The real reason I'm for net neutrality is because there's really no reason not to have it. You can make all these arguments about 'oh it'll slow down other users' and it's total BS. Cisco and Juniper now have Line Speed 48 Port L3 switches, so upgrading the distribution layer shouldn't take more than a few years.
When companies like Time Warner (I'm going to use them for my arguments just because the data is out there) are running at a 98% margin, and only spending 146 Million of that profit on their infrastructure, they can go fellatio a donkey. This scenario is horrible for consumers of all types of media. We have the technology right now to where every house in the country could have Gigabit, at the least, and most people are paying through the nose for 30Mb.
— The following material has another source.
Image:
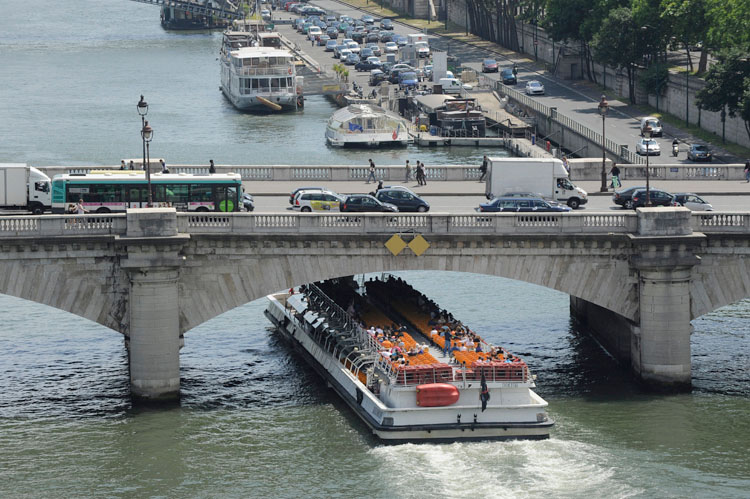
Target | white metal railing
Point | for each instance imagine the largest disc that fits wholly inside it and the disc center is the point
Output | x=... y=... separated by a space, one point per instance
x=368 y=223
Yes, I'm not stupid, I know they still have to pay Level3 and XO and the likes for lines, but it's still a drop in the bucket compared to what they're bringing in at the astronomical prices they charge for the pittance we get. If you have even the smallest bit of sense, you can setup a network that will handle everyone running at line speed in every major city in America. If you live in BFE, you're probably still going to begging for good service because it's not profitable to have massive OC768 POPs in that area. But in the year 2015 for places like Seattle, and Dallas, and Miami, and Boston to not have ubiquitous Gigabit available is just unreal to me.
I deal with this type of tech all the time, and it's unreal to me how some companies try to pack things so densely that no one can move in order to keep their insane margins. I'm very happy to work for a company that doesn't do it, and every time there's so much as a whisper, the entire tech leadership comes down so hard on the business person who came up with the idea, that they either leave the company, or learn to ask the geeks before they make stupid unilateral decisions.
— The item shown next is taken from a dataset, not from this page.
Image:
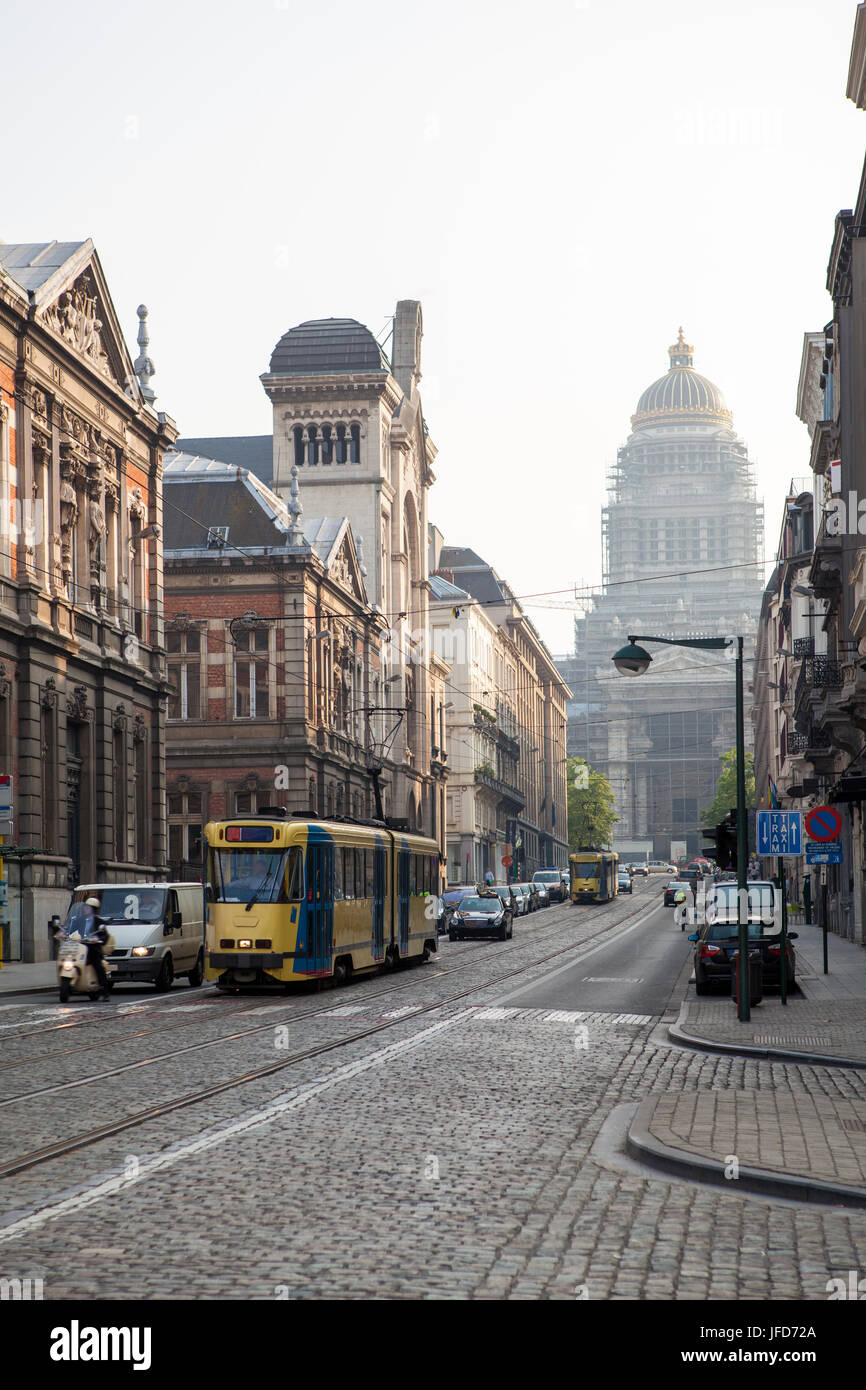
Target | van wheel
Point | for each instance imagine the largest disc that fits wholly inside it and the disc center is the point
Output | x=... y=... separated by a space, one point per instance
x=166 y=976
Net neutrality has the possibility of forcing ISPs to do the right thing for their customers, which is why they are so adamantly against it. It hurts the bottom line a lot less to pay millions in legal fees right now to fight the FCC than it does to lose 5-10% on your 98% margin.
In this day and age, there's honestly no reason for QoS for residential, and certainly not for data centers. Whoever is selling you on this idea is just feeding you BS, and you aught to find the CCIEs and other network professionals that run the backbone and ISP networks. Many of them are just as frustrated about this as I am. Higher profits are what's holding back a real revolution in the internet, and it sickens me.
I'm a DEEPLY devout capitalist, but I feel like I'd draw the line at 70% if I was forced to make the call and say "alright profits are at an all time high, what can we do to bring people TO US rather than just be the 'well they have no choice' provider".
I don't like google as a company, but they are forcing the hand of these other ISPs to do exactly what I'm saying, and before they and community run ISPs started popping up, the big ISPs had no reason to start upgrading their lines. Now you have places like San Antonio and Austin with 300MB from TWC because Google is rolling out there. I wonder why now that Google is there, all of a sudden the infrastructure can handle these high bandwidth numbers that just a few years ago were unheard of. Fiber still (to my knowledge) caps out at 40Gbps, so they have to have the bandwidth to serve these customers somehow....and there's no reason why google should have a better relationship with backbone providers than the Big consumer ISPs.
I'm going to tie this up now, but please, I beg of you, don't make the QoS argument. With the tech available today it's not needed, and most of this argument is just trying to keep profit margins at an all time high rather than furthering the state of technology.